Nonprofit-Open-Data-Collective/irs-efile-master-concordance-file

f990-part-05 misses two new variables

Closed this issue · 7 comments

f990-part-05.csv doesn't have the two new variables added in 2018 (questions 15 and 16 in the Form-990 Part-V)

15 Is the organization subject to the section 4960 tax on payment(s) of more than $1,000,000 in remuneration or excess parachute payment(s) during the year?
16 Is the organization an educational institution subject to the section 4968 excise tax on net investment income?

I need it for my research, maybe someone can help me?

lecy commented

The IRS stopped releasing XML schemas publicly, unfortunately. It has taken some time to get access to the most recent XSD document definition files. There will be some updates to the concordance this fall as soon as I have the bandwidth.

In the meantime, if you need a couple of variables you can update the concordance pretty easily. Grab a couple of docs that have the information you need and create a list of the xpaths:

library( dplyr )        # data wrangling
library( xmltools )     # xml utilities
library( xml2 )         # xml utilities
library( XML )          # xml utilities 
library( knitr )        # formatting 


url <- "https://nccs-efile.s3.us-east-1.amazonaws.com/xml/201300879349300235_public.xml"
doc <- xml2::read_xml( file(url) )
xml2::xml_ns_strip( doc )

doc %>% xmltools::xml_get_paths()

xx <- 
  doc %>% 
  xml_find_all("//*") %>% 
  xml_path()

Grab the relevant xpaths and add new lines the concordance file:

library( irs990efile )
source( "https://raw.githubusercontent.com/Nonprofit-Open-Data-Collective/irs990efile/main/data-raw/code-chunks/rdb-keys.R" )
url <- "https://raw.githubusercontent.com/Nonprofit-Open-Data-Collective/irs-efile-master-concordance-file/master/concordance.csv"
concordance <- read.csv( url )

# CREATE NEW CODE CHUNK 
create_code_chunks(  rdb.table="F9-P01-T00-SUMMARY", show=TRUE )
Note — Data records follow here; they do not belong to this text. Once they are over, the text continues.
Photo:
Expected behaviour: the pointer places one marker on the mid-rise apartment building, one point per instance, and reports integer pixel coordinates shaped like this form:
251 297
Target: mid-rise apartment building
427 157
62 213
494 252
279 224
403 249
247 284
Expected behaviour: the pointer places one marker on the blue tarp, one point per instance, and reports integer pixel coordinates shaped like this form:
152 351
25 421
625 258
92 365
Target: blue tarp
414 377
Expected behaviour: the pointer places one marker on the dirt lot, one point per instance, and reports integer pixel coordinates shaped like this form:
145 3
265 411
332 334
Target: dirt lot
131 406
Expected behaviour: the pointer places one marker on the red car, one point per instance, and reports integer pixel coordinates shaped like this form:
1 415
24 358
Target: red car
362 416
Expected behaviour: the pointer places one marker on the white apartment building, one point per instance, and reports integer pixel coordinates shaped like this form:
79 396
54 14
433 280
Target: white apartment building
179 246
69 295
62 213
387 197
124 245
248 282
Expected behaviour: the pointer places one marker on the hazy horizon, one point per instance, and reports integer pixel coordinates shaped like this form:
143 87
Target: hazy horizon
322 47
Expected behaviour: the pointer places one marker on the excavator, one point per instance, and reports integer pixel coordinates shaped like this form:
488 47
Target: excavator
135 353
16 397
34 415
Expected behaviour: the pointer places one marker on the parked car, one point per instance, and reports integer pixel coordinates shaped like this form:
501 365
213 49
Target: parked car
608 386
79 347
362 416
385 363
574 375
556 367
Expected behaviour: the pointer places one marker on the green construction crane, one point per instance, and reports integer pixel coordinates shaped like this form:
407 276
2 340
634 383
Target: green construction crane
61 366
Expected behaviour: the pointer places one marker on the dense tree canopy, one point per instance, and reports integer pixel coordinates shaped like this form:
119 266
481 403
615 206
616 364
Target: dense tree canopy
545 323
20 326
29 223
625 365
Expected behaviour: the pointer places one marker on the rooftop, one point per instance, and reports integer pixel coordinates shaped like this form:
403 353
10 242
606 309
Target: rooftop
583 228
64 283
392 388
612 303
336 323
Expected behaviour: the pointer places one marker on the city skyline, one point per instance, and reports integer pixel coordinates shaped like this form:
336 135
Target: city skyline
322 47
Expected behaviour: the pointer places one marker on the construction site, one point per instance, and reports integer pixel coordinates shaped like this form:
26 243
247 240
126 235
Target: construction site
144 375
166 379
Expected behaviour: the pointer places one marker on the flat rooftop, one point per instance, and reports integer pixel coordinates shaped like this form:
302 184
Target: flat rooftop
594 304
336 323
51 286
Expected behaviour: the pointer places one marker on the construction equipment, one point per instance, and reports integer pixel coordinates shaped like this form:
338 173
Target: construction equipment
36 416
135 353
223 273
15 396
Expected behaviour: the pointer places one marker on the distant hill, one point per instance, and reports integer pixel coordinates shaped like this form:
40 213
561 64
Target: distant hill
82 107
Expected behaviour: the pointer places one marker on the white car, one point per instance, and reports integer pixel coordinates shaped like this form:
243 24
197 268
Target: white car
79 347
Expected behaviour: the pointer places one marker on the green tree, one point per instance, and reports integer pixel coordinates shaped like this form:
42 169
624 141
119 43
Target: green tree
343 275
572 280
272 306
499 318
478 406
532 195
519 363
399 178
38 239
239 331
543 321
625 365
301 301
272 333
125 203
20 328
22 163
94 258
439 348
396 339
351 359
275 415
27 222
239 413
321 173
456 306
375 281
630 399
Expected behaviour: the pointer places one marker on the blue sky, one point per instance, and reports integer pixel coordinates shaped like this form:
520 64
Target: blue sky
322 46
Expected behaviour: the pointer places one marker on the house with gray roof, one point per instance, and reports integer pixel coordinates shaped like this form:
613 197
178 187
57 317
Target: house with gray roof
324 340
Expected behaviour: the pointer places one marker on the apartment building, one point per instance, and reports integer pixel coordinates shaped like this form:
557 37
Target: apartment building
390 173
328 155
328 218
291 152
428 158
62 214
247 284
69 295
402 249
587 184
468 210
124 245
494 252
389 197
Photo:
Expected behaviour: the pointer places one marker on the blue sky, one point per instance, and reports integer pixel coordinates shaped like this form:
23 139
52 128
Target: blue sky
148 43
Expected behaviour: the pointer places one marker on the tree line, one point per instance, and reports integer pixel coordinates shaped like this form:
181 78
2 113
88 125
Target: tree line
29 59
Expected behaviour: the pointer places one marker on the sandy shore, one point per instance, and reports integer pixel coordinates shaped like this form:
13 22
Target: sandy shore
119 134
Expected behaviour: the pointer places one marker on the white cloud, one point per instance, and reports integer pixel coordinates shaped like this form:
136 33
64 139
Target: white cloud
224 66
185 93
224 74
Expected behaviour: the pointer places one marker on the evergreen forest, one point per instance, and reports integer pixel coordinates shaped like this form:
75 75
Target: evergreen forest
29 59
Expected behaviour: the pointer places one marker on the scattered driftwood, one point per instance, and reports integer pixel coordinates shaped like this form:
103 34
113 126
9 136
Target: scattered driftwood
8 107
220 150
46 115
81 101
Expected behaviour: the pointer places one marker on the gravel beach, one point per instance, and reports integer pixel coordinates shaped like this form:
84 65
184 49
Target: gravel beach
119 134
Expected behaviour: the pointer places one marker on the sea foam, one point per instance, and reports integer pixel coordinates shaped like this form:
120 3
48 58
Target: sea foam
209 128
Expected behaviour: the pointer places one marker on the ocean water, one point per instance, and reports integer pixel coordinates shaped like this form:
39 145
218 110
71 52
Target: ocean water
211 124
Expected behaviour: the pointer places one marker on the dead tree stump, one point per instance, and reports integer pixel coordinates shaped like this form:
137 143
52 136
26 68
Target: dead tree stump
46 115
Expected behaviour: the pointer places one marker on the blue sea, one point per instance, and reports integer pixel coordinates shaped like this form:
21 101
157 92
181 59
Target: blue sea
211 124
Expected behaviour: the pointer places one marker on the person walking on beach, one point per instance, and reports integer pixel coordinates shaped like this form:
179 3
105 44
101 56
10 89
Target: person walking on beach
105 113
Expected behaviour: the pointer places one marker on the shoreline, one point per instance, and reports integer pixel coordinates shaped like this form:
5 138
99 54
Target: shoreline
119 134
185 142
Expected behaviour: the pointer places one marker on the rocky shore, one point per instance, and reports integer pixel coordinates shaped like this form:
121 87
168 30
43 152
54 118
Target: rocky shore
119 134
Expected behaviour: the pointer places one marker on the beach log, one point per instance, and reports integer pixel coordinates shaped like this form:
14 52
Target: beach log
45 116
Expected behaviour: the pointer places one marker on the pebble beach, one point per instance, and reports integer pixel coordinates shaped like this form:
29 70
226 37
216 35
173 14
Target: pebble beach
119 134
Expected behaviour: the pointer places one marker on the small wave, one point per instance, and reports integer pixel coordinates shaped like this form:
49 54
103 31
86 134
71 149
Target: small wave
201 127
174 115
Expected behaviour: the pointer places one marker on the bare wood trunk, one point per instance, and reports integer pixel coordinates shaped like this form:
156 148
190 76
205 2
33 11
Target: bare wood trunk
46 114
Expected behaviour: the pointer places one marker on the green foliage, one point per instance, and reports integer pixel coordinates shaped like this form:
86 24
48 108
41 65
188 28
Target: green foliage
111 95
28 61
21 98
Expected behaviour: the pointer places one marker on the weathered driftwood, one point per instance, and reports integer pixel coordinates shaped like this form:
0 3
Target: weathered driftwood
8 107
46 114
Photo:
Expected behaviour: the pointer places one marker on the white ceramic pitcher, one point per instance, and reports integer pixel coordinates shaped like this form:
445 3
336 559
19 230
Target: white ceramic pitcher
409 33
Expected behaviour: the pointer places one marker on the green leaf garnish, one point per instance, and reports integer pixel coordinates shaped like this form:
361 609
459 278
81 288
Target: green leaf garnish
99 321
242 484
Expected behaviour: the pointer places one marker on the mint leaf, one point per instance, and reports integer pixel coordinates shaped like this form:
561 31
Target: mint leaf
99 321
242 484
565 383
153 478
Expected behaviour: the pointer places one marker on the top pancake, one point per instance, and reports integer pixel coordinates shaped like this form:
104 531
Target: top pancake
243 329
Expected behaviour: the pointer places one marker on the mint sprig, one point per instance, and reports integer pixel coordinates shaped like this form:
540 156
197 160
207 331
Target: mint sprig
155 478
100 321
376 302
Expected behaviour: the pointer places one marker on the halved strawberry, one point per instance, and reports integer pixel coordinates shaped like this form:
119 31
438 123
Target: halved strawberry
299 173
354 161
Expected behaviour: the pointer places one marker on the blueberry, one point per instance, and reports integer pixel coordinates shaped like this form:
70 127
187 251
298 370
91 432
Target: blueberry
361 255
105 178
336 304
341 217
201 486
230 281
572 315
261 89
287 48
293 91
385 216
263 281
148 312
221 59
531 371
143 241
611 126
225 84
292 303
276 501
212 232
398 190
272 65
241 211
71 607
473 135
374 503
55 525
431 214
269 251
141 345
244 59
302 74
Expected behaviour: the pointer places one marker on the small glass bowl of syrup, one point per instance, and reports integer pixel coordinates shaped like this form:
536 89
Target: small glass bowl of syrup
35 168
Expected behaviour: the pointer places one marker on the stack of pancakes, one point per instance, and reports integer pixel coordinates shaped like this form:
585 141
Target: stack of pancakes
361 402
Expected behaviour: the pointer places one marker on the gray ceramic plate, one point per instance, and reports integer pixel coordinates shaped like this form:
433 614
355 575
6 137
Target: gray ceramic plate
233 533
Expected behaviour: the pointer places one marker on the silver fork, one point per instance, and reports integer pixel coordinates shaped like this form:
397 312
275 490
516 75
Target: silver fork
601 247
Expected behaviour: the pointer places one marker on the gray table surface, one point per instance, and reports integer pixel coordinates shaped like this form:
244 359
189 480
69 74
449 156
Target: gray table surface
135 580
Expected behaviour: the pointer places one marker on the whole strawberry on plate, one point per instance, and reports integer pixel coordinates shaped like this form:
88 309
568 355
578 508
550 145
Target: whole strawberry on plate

That will generate a new "chunk" script (parse all variables for a specific table).

Is your desired table this one? F9-P05-T00-OTHER-IRS-FILING


Or alternatively, you can add the variable directly to the existing chunk:

https://github.com/Nonprofit-Open-Data-Collective/irs990efile/blob/main/R/CHUNKS-F9-P05-T00-OTHER-IRS-FILING.R

Test it out on a couple of cases to make sure it's parsing the variable correctly. I would grab a few forms from different years to make sure you are getting all of the variants of the xpaths.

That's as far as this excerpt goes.